For practical purposes, at Kudan we use three chessboard sizes depending on the rig, there is overlap between the usability of different chessboard sizes, it is not an hard threshold.
Big chessboard size [pdf]:
●Print size: A2
●Overall board size: 500 x 674 mm
●Number of squares: 22 x 15
●Number of internal corners: 21 x 14
●Square size: 25.5 mm
●We tend to use this size when the lens and sensor combination results in an horizontal field of view of 80° or more, and/or when our stereo baseline is over 20 cm
Medium chessboard size [pdf]:
●Print size: A3
●Overall board size: 377 x 500 mm
●Number of squares: 16 x 11
●Number of internal corners: 15 x 10
●Square size: 25.5 mm
●We tend to use this size when the lens and sensor combination results in an horizontal field of view between 70° or and 100°, and/or when our stereo baseline is between 10 cm and 40 cm
Small chessboard size [pdf]:
●Print size: A4
●Overall board size: 290 x 377 mm
●Number of squares: 16 x 11
●Number of internal corners: 15 x 10
●Square size: 18.0 mm
●We tend to use this size when the lens and sensor combination results in an horizontal field of view of 80° or less, and/or when our stereo baseline is under 30 cm
Calibrating camera intrinsics
When calibrating a camera, other than basic care in things like using proper exposure and focus settings, there are two aspects specific to camera intrinsics that we want to take into consideration:
●Coverage of the field of view
●Presence of some parallax in the views
The first image we take tries to encompass as much as possible of the internal chessboard corners in the view:
This helps getting overall coverage of the field of view.
After taking the central view, we want to make sure we cover all the sides and we want to introduce parallax, so for each image side we take an image that has the internal chessboard corners as close as possible to the side and slant the chessboard away from the center of the image:
The angle of the chessboard doesn’t need to be extreme for this.
The same approach can be repeated for the corners of the image to ensure a thorough coverage of the image and of parallax angles:
Like before, for each image corner it’s preferable to put the corresponding internal chessboard corner as close as possible to it and then slant the chessboard away from there, again there is no need for extreme angles.
Once those basic views are covered, it is possible to take more pictures if desired, but care should be taken in not replicating the same view more than once to not influence negatively the quality estimation of the calibration procedure. When calibrating stereo rigs, the images captured during the extrinsics calibration can be also used for intrinsics as a source of additional information.
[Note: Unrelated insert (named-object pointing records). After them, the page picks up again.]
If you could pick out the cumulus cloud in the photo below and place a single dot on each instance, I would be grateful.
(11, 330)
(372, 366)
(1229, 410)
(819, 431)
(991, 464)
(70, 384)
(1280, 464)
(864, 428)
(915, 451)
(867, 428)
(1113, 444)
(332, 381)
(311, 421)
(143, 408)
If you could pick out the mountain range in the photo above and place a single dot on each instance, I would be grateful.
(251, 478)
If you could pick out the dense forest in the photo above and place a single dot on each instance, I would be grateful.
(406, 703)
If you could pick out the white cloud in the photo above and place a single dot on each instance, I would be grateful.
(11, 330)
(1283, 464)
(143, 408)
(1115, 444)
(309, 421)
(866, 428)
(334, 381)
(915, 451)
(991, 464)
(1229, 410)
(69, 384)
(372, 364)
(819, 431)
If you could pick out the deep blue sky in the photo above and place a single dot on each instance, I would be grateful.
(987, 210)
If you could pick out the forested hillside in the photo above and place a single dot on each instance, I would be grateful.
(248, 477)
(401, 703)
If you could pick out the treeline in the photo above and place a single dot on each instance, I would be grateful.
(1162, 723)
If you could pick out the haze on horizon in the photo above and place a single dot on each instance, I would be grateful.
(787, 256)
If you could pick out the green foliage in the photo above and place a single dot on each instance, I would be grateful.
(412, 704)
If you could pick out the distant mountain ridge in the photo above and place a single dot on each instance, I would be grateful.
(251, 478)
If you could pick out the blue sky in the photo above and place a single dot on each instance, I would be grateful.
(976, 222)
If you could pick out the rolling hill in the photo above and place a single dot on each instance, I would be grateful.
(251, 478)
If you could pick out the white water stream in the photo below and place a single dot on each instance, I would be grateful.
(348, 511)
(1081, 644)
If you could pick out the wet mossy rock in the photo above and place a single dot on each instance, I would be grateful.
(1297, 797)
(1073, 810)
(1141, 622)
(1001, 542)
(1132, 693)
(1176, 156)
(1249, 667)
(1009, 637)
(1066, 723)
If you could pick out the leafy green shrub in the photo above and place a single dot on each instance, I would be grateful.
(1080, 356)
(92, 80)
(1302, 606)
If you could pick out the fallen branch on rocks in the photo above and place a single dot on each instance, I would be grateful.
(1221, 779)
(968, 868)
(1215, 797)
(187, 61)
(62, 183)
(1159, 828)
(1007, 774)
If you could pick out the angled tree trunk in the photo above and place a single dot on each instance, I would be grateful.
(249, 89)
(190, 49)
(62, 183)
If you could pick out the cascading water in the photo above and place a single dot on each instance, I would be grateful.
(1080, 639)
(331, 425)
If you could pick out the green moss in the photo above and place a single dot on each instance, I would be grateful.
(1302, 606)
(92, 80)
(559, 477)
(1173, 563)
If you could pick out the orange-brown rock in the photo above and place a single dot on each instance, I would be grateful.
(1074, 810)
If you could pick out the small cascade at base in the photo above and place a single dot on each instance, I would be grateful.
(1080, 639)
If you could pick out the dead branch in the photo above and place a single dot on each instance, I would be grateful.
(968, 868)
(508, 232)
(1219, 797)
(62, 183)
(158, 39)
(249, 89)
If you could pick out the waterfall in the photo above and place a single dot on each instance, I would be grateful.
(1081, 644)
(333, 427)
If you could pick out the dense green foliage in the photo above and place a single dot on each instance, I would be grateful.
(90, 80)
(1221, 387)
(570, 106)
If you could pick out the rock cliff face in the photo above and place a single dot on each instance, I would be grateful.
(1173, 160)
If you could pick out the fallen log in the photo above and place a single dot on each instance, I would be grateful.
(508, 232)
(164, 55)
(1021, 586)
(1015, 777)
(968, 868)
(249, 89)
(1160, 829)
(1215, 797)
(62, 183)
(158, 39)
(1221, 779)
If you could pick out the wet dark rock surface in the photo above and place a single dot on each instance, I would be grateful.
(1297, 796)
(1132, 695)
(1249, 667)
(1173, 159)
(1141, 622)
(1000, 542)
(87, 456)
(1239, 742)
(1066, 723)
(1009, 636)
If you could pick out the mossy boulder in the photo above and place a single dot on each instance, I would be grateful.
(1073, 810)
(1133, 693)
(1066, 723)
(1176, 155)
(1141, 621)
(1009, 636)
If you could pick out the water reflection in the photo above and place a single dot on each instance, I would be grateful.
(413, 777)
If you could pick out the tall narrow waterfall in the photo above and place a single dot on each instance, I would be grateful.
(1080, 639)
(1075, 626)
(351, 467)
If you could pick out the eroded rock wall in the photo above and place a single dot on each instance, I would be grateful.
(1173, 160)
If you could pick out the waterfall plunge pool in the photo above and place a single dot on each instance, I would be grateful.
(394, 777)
Adding more diverse views increases accuracy, but also increases computation time and the probability of an internal chessboard corner to not be properly detected. Care should be taken in checking that those corners (red in the pictures) are detected properly because otherwise calibration can fail.
Intrinsics calibration routines usually provide average RMS error estimate for the results. In general, lower numbers are better, and having an average error of more than one pixel is a sign that something went wrong. Usually the cause of wrongness is in some mis-detection of internal chessboard corners.